In [9]:
# Importing libraries

import numpy as np
import pandas as pd
from datetime import datetime, date
import re

from selenium import webdriver
from selenium.webdriver.common.by import By
from selenium.webdriver.support.ui import WebDriverWait
from selenium.webdriver.support import expected_conditions as EC
from selenium.common.exceptions import TimeoutException
from selenium.webdriver.common.keys import Keys

In [85]:
def scrape_player_data(player_name, player_data = None):
    driver = webdriver.Chrome()  # Replace with your preferred web driver (e.g., Firefox)

    url = 'https://gol.gg/esports/home/'  # Replace with the website URL

    try:
        driver.get(url)

        # Find the search bar and input the player name
        parent_div = driver.find_element(By.CSS_SELECTOR, 'div.selectize-input.items.not-full.has-options')  # Find the input inside the div with class 'selectize-input'
        search_input = parent_div.find_element(By.TAG_NAME, 'input')

        search_input.send_keys(player_name)
        search_input.send_keys(Keys.ENTER)
        # Wait for the player page to load
        WebDriverWait(driver, 10).until(EC.presence_of_element_located((By.ID, 'cbtournament')))  # Replace 'player-info' with an appropriate identifier for the player info

        if player_data == None:
            player_data = {'Player': [], 'Event': []}

        # Find the dropdown selector for seasons
        seasons_dropdown = driver.find_element(By.ID, 'cbtournament')  # Replace 'seasons' with the actual name of the dropdown
        seasons = [option.get_attribute('value') for option in seasons_dropdown.find_elements(By.TAG_NAME, 'option')]

        for season in seasons:
            # Select the season from the dropdown
            seasons_dropdown = driver.find_element(By.ID, 'cbtournament')  # Replace 'seasons' with the actual name of the dropdown
            seasons_dropdown.send_keys(season)
            WebDriverWait(driver, 10).until(EC.presence_of_element_located((By.ID, 'cbtournament')))

            table_elements = driver.find_elements(By.CLASS_NAME, 'table_list')
            
            player_data['Player'].append(player_name)
            player_data['Event'].append(season)

            for i, table in enumerate(table_elements):
                # Check if the table contains the desired th element with specific text
                th_element = table.find_element(By.TAG_NAME, 'th')
                if th_element.text == 'AGGRESSION' or th_element.text == "VISION" or th_element.text == "EARLY GAME": 
                    # Extract data from the table and add to the season_data dictionary
                    table_data = {}
                    rows = table.find_elements(By.TAG_NAME, 'tr')
                    for row in rows:
                        columns = row.find_elements(By.TAG_NAME, 'td')
                        row_data = [column.text.strip() for column in columns]
                        if len(row_data) and row_data[0] != '':
                            try:
                                player_data[row_data[0]].append(row_data[1])
                            except:
                                player_data[row_data[0]] = [row_data[1]]

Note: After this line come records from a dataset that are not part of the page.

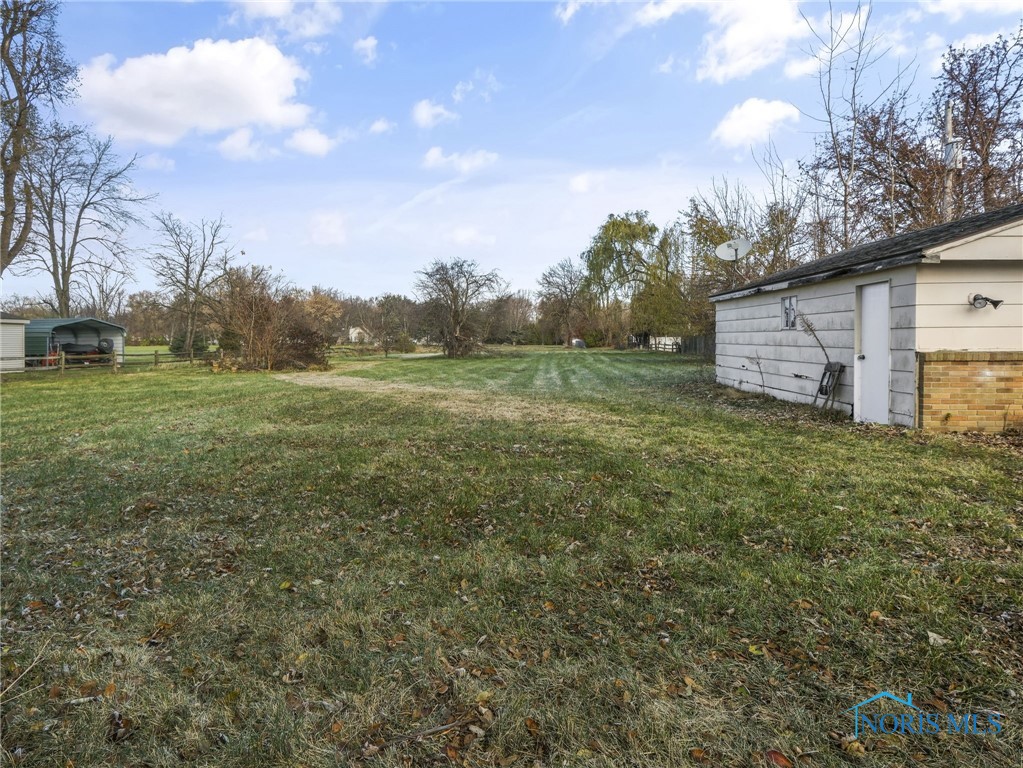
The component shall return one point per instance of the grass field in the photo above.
(532, 559)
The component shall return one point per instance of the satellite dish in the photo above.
(732, 250)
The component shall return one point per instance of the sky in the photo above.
(351, 144)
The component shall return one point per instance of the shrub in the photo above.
(178, 348)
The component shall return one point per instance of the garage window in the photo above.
(789, 312)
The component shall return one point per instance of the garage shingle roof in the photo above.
(900, 249)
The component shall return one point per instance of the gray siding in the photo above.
(749, 330)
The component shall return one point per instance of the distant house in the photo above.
(45, 336)
(11, 342)
(928, 324)
(357, 334)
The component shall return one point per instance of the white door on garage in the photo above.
(872, 371)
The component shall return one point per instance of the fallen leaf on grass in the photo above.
(533, 727)
(776, 758)
(119, 728)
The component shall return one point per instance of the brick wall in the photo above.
(970, 391)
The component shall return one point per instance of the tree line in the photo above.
(880, 166)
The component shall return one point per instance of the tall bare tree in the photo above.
(847, 53)
(188, 262)
(565, 297)
(36, 74)
(984, 86)
(86, 202)
(456, 291)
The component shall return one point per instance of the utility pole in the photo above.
(953, 162)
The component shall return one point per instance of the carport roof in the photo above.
(47, 324)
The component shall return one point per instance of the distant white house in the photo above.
(928, 324)
(357, 334)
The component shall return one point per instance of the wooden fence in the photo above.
(60, 362)
(693, 346)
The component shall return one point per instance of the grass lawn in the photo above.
(531, 559)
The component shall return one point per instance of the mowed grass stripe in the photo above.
(627, 533)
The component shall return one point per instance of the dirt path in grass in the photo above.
(460, 401)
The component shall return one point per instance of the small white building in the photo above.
(928, 324)
(11, 342)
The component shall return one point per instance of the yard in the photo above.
(531, 559)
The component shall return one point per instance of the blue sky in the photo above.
(349, 144)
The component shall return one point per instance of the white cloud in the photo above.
(299, 20)
(470, 236)
(955, 9)
(365, 48)
(482, 83)
(311, 141)
(382, 125)
(660, 10)
(259, 234)
(745, 35)
(748, 35)
(327, 228)
(427, 115)
(156, 162)
(213, 86)
(802, 66)
(463, 163)
(753, 121)
(240, 145)
(585, 182)
(460, 90)
(566, 10)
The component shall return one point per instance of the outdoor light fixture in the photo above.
(979, 302)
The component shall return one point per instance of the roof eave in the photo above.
(859, 269)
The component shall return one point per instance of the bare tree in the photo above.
(456, 290)
(563, 289)
(36, 74)
(103, 294)
(86, 202)
(266, 318)
(188, 263)
(984, 86)
(847, 52)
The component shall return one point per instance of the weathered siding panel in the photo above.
(12, 345)
(946, 321)
(750, 332)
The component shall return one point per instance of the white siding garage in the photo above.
(11, 343)
(877, 309)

                            table_data[row_data[0]] = row_data[1]

        return player_data

    except TimeoutException:
        print(f"Timed out while searching data for {player_name}")
        return None

    finally:
        driver.quit()

if __name__ == '__main__':
    players = ['Alvaro', '113']  # Replace this with your list of player names

    all_players_data = []
    for i,player in enumerate(players):
        if i == 0:
            player_data = scrape_player_data(player)
            print(f"{player} scrapped correctly!")
        else:
            player_data = scrape_player_data(player, player_data)
            print(f"{player} scrapped correctly!")

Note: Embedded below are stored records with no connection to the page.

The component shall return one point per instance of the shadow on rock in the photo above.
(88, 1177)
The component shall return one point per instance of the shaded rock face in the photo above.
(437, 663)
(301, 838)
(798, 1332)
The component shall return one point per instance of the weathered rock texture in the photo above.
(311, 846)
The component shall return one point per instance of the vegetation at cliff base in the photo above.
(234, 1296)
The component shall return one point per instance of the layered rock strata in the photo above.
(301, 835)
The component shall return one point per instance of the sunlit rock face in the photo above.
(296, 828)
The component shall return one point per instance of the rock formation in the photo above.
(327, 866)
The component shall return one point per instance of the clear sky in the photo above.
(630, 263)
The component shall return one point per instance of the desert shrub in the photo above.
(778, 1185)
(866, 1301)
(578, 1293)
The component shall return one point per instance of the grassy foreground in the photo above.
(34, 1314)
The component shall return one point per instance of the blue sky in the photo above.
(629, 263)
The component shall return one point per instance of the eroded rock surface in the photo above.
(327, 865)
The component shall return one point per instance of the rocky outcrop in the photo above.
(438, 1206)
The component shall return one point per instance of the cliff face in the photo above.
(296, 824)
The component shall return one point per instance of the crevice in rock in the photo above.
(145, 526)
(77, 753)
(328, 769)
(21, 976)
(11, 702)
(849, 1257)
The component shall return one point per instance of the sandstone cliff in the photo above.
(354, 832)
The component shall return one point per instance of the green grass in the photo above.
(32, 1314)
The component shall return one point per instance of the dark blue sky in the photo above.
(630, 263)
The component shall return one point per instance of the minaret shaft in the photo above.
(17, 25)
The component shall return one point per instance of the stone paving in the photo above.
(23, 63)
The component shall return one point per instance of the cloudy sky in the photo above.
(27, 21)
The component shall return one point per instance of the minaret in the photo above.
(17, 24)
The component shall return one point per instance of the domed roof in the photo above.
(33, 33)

Alvaro scrapped correctly!
113 scrapped correctly!


In [101]:
df = pd.DataFrame.from_dict(player_data)

In [102]:
# Data formatting

def percentage_to_integer(percentage_str):
    return int(float(percentage_str.strip('%')) + 0.5)

df['Solo kills:'].replace('-', 0, inplace = True)
df.loc[:, ["Ahead in CS at 15 min:", "First Blood Participation:", "First Blood Victim:", "Damage%:"]] = df.loc[:, ["Ahead in CS at 15 min:", "First Blood Participation:", "First Blood Victim:", "Damage%:"]].applymap(percentage_to_integer)

new_column_names = {
    'Ahead in CS at 15 min:': 'AheadCS@15%',
    'First Blood Participation:': 'FB_Participation%',
    'First Blood Victim:': 'FB_Victim%'
}
df.rename(columns=new_column_names, inplace=True)

In [103]:
df

Unnamed: 0,Player,Event,AheadCS@15%,CS Differential at 15 min:,Gold Differential at 15 min:,XP Differential at 15 min:,FB_Participation%,FB_Victim%,Damage Per Minute:,Damage%:,K+A Per Minute:,Solo kills:,Pentakills:,Vision score Per Minute:,Ward Per Minute:,Vision Ward Per Minute:,Ward Cleared Per Minute:
0,Alvaro,ALL,44,-1.5,380,-108,28,6,215.3,9,0.45,0,0,2.92,1.56,0.43,0.29
1,Alvaro,SuperLiga Summer 2023,44,-1.5,380,-108,28,6,215.3,9,0.45,0,0,2.92,1.56,0.43,0.29
2,Alvaro,EMEA Masters Spring 2023,46,-0.4,255,152,36,9,216.2,8,0.59,2,0,2.69,1.39,0.4,0.28
3,Alvaro,SuperLiga Spring Playoffs 2023,57,0.3,404,98,36,29,212.5,9,0.5,1,0,2.92,1.56,0.43,0.33
4,Alvaro,SuperLiga Spring 2023,56,1.6,259,200,39,17,214.7,10,0.42,0,0,3.19,1.22,0.42,0.43
5,Alvaro,LVP SL Summer Playoffs 2022,0,-12.8,38,101,40,20,241.9,12,0.18,1,0,2.68,1.68,0.43,0.34
6,Alvaro,LVP SL Summer 2022,6,-8.1,183,-135,39,22,260.1,10,0.35,0,0,2.67,1.68,0.48,0.32
7,113,ALL,22,-5.4,-155,-467,33,0,302.1,16,0.24,1,0,1.15,0.28,0.28,0.23
8,113,LEC Summer 2023,22,-5.4,-155,-467,33,0,302.1,16,0.24,1,0,1.15,0.28,0.28,0.23
9,113,LEC Spring Groups 2023,0,-23.0,-1010,-953,43,43,336.9,15,0.3,0,0,1.11,0.24,0.23,0.21


In [92]:
df.loc[:, ["Ahead in CS at 15 min:", "First Blood Participation:", "First Blood Victim:", "Damage%:"]].replace("%", "")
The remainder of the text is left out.